BEAT POETRY Rarity LEW WELCH 1965 POETRY BROADSIDE Words & Music SUPERMARKET "Everything Is Wrapped In Plastic"
SUPERMARKET Words and Music By LEW WELCH and CHRIS ROBERTS
BROADSIDE, self published 1965, 13" x 9.75", reproduced holograph manuscript music score and chord chart for spoken word, voice and orchestra, printed on thin brown paper.
NEAR FINE CONDITION. This copy is from the personal collection of Donald Allen. Scarce, only one copy held in institutional hands located in the Lew Welch Papers at Special Collections & Archives UC San Diego, which was originally acquired from Donald Allen.

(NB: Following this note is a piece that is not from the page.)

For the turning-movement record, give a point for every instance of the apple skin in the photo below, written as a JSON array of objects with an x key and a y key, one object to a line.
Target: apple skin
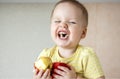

LEW WELCH (1926-1971) prominent Beat and cult figure, one of a handful of poets including Allen Ginsberg, Gary Snyder and Michael McClure, who emerged from the San Francisco Renaissance of the 1950s. Welch was a misfit even among the Beats. He wrote for the hipsters, Beats and beatniks who gathered nightly in San Francisco to listen to jazz, drink cappuccinos and sip red wine. In 1971 he wrote a suicide note that read, "I never could make anything work out right and now I'm betraying my friends." Then, with gun in hand he wandered into the forest surrounding Gary Snyder's home in the Sierra Nevadas, his body has never been found.
DONALD ALLEN (1912-2004) Lew Welch's literary executor, Grove Press editor, publisher, and author of The New American Poetry 1945-1960, the landmark literary anthology that has come to define the canon of early Beat poetry.